Y puesto que la misa nos aplica todos los méritos del calvario, nos unimos a Santo Tomas: "El bien espiritual de toda la Iglesia se contiene esencialmente en el sacramento de la Eucaristía, y puesto que con más misas se multiplica la oblación del sacrificio, también se multiplica el efecto del mismo".
Por eso multiplicar las misas significa multiplicar la efusión sacramental de la sangre de Cristo y, por ende, de toda la gracia sobre la Iglesia y sobre la humanidad entera.
Hasta el Concilio Vaticano II, la doctrina enseñada y predicada a los fieles por los ministros de la Iglesia procedía de un orden unísono y unívoco.
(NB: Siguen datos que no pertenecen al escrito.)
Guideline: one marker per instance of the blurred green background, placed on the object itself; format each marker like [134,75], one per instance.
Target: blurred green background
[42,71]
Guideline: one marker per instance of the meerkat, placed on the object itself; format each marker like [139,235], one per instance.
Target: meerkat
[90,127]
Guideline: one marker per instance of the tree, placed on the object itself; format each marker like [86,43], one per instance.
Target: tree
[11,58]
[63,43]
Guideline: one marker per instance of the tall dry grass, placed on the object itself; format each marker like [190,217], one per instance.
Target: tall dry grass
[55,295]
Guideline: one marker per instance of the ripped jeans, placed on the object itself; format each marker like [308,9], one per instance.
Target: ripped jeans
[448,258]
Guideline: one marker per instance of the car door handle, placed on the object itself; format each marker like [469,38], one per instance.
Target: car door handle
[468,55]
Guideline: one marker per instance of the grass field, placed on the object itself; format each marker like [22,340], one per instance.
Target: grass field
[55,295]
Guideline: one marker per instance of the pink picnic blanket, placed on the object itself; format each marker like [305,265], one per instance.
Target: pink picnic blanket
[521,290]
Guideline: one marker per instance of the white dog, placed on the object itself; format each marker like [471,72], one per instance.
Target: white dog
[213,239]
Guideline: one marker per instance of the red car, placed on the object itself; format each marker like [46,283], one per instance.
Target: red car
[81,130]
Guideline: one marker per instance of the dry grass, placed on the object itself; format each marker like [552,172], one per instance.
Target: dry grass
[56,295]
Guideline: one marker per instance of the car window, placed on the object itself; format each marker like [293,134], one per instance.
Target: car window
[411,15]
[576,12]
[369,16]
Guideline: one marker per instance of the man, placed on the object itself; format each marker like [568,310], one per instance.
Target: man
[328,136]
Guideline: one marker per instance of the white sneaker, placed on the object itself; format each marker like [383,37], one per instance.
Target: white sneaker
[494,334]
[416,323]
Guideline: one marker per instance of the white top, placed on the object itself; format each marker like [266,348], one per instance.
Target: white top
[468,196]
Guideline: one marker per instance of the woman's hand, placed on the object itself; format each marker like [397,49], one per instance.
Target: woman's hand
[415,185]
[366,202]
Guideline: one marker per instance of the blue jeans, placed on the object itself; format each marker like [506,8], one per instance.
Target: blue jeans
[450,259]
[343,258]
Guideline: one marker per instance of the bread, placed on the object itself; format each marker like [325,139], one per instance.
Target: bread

Pero hoy esa enseñanza, dentro de una misma diócesis, difiere según la apetencia de quien asume la predicación.
La corrupción doctrinal se ha trocado en una acción pública propagada a través de las homilías, catequesis confiadas a laicos ávidos de novedades.
La avalancha secularista no ha dejado lugar para las cosas sacras; el hombre se ha convencido de las bondades de una sociedad que no necesita adorar a Dios públicamente, ni alimentarse de la palabra ni de su cuerpo.
La celeridad de este proceso secularista indica que no existe ya razón alguna que justifique la presencia de Dios como causa eficiente del mundo, por lo que Cristo carece de todo significado y la Iglesia se reduce solo a una congregación de fieles; claros hechos que quitan el poder supremo del Creador anticipando los males que el mundo debe esperar al fin de los tiempos (fuente: "El sentido escatológico de la desacralización", de Nicolás Vidal).